Yes, I think you married too early - the "not being able to go to a bar with her" dynamic proves that.

With people in similar situations who were much older, and had kids, my advice has been different. I would say, (if your thinking of leaving anyway), make a list of demands - your lines in the sand - and issue an ultimatum: cross my lines and I go for good. I know this sounds tough but women actually respect firmness and decisiveness, especially when it fair.

The problem in your case is that, things might improve but she may harbour a secret resentment of you for having "won". And she might make you pay later.

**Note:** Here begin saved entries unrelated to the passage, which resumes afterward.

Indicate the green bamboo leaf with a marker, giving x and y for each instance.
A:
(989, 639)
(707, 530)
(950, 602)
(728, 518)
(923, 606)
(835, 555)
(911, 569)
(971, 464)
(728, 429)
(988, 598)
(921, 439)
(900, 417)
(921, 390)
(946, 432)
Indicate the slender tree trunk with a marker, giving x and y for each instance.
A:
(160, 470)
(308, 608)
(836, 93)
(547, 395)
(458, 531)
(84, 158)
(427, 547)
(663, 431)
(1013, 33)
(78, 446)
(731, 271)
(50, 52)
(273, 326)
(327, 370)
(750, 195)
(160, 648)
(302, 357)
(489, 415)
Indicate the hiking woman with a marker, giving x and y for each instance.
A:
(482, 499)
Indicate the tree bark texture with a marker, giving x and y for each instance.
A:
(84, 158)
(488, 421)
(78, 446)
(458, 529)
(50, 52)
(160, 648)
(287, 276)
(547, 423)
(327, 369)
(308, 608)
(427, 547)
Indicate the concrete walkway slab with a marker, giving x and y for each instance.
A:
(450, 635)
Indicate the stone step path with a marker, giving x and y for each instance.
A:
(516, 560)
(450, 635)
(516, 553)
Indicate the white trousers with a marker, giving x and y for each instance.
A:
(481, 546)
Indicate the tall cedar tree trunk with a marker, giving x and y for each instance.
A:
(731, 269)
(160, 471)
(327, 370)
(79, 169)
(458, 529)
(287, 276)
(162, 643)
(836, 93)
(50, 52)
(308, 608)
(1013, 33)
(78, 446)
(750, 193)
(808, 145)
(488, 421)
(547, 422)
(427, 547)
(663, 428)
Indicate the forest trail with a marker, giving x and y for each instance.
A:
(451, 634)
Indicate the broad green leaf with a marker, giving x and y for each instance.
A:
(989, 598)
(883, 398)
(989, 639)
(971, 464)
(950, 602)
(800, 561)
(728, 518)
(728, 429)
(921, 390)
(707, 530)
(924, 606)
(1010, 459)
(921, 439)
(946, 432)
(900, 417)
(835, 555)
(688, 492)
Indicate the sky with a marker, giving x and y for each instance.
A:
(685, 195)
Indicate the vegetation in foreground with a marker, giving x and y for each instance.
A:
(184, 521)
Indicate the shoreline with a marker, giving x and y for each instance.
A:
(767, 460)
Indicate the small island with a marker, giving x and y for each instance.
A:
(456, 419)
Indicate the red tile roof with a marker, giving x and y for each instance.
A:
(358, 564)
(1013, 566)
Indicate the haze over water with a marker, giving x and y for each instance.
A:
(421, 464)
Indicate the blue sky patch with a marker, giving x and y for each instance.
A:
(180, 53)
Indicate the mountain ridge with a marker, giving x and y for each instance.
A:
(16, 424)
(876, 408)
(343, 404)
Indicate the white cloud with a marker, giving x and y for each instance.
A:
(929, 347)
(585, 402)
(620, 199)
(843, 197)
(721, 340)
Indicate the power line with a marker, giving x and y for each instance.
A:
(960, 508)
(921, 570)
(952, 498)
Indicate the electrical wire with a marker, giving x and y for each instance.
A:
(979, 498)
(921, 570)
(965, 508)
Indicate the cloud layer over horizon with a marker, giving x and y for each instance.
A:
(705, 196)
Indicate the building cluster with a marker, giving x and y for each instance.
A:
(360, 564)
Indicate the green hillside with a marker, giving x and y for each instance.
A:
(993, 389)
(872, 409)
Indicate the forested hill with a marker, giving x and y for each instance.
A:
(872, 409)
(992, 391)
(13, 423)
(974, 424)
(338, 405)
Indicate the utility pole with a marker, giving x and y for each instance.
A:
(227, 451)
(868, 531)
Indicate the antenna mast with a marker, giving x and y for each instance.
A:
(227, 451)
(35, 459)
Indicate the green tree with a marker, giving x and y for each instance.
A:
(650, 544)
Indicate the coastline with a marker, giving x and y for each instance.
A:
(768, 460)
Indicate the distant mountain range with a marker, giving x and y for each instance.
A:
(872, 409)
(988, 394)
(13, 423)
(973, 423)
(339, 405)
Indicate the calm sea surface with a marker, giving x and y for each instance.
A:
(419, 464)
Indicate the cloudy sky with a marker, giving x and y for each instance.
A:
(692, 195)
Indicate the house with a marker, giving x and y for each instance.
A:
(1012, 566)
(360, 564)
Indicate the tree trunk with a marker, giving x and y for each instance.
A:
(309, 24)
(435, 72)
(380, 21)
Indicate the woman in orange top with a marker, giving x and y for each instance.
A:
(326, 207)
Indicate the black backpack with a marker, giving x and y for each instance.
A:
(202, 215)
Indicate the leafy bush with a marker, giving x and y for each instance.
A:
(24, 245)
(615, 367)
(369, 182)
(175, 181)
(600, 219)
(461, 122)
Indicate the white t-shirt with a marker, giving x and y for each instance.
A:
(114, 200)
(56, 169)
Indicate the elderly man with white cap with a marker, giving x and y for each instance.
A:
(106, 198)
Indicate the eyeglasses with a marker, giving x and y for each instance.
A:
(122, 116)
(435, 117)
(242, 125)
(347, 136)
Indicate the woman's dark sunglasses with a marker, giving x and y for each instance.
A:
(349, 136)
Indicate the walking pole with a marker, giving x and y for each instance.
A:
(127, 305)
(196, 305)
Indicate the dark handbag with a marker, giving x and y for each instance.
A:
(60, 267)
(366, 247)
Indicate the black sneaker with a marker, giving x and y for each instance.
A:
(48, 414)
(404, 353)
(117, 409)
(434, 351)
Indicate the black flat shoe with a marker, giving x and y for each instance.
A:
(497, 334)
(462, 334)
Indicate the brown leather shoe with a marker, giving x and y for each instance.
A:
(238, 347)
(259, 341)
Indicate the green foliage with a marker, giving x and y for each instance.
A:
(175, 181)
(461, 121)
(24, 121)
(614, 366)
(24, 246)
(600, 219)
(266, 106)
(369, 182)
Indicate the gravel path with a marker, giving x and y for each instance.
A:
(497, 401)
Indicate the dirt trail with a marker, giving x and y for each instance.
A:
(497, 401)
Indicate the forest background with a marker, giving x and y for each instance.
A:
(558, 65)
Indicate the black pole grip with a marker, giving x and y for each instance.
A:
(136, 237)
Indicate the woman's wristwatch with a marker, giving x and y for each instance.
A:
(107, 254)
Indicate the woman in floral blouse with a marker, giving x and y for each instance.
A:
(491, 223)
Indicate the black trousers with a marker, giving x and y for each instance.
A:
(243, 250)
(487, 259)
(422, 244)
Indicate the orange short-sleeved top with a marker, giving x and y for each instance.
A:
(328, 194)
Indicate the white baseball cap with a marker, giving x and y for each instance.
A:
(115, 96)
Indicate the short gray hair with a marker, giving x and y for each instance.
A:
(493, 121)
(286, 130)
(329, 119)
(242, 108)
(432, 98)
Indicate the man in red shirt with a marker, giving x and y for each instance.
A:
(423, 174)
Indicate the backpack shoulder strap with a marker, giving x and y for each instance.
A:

For instance, everything will be all right until the first kid comes along. Then, she stops the sex, and she knows you won't run 'coz of the kid. 

You need to read all the threads on this site my friend. Read all the threads in the last 6 months, and you will find out how men and women can behave to each other.


----------



## TXgreg (Dec 15, 2008)

Your talking about drawing a line in the and, making demands and sticking to them and so on.. the problem is I'm already happy. There's nothing to really demand. About the sex we don't fight were just having it a lot less. I'm just worried because she is being emotional about her lack of being independent.

Anyone have feedback as to how to preserve this marriage _despite_ us being married young? Were both committed to each other but something isn't right..


----------



## MarkTwain (Aug 1, 2008)

> the problem is I'm already happy. There's nothing to really demand. About the sex we don't fight were just having it a lot less. I'm just worried because she is being emotional about her lack of being independent.





> Anyone have feedback as to how to preserve this marriage despite us being married young?


If the first statement is true, you do not need to worry. Let her worry about her independence, it's not your business. You are trying to control her emotions.

Sex is a good barometer of any marriage. If it is going downhill, there needs to be more warmth.


----------



## Blanca (Jul 25, 2008)

Definitely stop being her counselor. Even if you think you can calm her down, she needs to know she can do this for herself. It almost sounds like you're becoming more like a father figure to her. You have to assert your own feelings into her panic attacks instead of just calming her down. Let her know how her behaviors are affecting you. Dont be afraid to fight. It happens. Lord knows everyone fights no matter your age. But when you do fight have a goal in mind.


----------